I almost didn't go to the funeral today. We met my parents for breakfast, and I had all but decided that I shouldn't go, since I was going with the wrong attitude. As I watched my parents drive off, I changed my mind. We raced home, I took the world's fastest shower and we took off. Too late for the final wake, we went directly to the church, and got there just as the casket was carried into the church.

I saw my mom and dad through the door, and we went in down the side aisle. My dad gave me a very sad smile, and I felt he wasn't really surprised, but glad to see us there. We sat behind my parents and one of my aunts, and next to two of my cousins.

From where I was sitting, all I could see of my newly widowed aunt was the back of her head and shoulders. She was flanked on either side by her two children; one slightly younger than me and the other about 20 years older (it's quite a story).

I don't know what started it. The soft, sad music might have helped, but suddenly I stopped thinking of how much I didn't like that woman. What I saw was a woman suddenly alone. After nearly 60 years of involvement (like I said, a long story), she was alone. I felt her fear, her sadness. I suddenly felt like I was sitting in that front pew, and it was one of my parents in that horridly cold cloth draped box on wheels. And the tears began. Not for her exactly, not for her kids exactly, but for loneliness and sadness in general.

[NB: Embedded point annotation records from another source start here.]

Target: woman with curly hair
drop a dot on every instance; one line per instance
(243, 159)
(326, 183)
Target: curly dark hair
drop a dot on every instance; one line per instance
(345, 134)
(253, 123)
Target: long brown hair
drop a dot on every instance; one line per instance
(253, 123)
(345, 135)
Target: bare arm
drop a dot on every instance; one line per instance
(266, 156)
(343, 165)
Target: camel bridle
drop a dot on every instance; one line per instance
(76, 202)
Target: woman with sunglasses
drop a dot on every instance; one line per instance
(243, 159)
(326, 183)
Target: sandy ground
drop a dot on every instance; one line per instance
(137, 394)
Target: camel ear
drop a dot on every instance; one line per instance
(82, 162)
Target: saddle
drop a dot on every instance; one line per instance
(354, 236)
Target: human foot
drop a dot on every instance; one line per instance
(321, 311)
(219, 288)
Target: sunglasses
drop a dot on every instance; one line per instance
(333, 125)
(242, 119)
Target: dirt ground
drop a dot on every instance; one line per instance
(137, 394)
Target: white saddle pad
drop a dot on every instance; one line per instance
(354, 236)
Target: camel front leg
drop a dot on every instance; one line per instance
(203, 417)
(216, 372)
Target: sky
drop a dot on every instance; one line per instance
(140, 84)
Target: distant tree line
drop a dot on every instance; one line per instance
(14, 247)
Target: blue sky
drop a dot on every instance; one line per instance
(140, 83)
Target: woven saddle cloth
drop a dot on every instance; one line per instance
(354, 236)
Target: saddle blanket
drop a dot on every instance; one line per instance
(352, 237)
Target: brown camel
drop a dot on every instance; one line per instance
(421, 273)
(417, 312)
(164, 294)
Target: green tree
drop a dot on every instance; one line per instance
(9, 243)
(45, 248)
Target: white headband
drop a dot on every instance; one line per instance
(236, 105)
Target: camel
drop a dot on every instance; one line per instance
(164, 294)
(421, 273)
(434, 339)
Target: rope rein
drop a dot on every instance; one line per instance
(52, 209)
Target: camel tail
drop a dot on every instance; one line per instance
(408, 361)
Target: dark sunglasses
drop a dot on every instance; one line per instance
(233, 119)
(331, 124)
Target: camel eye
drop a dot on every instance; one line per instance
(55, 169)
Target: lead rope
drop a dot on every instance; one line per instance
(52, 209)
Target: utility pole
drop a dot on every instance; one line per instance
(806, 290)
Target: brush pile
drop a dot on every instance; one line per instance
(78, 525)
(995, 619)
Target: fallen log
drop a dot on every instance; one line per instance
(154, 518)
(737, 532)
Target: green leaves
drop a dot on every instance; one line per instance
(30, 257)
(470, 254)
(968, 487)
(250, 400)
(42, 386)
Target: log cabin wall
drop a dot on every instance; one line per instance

When it ended, and the funeral directors came to wheel the casket out of the church, I felt her inner cry, I saw her hold back from clutching at the box, not yet wanting it to go, knowing that as soon as she allowed it to go, she would no longer be married. She no longer had her husband. It was just her. All alone. I wanted to stop the box from leaving, I wanted it all to not be sad.

I looked toward the front of the church. Catholic churches can be so gawdy. This one was completely decked out. Two days ago it was alive in celebration of the coming of the Son. And today it was filled with sadness of the passing of one. I should know better, but I can't make myself celebrate death as one going on to be with God. Sometimes I can eventually get to that place, but not for awhile. The warm celebratory feeling of the alter was in stark contrast to the cold echoey pews.

Before we left for the cemetery, I took several long minutes hugging my favorite aunt, and my mom, and looking at the building from which we all exited. Churches, especially old churches, have seen so much, have celebrated so much history. So many new beginnings, so many endings. So many wonderful celebrations, births, baptisms, first communions, confirmations, weddings. And so many sad endings.

This particular church, so sad today,

held a particular celebratory event just over 50 years ago, when my parents walked down that aisle together.

In many ways, this building I sat in and cried in today was really my beginning. And I guess it was so very sad because I just don't want my parents to ever end.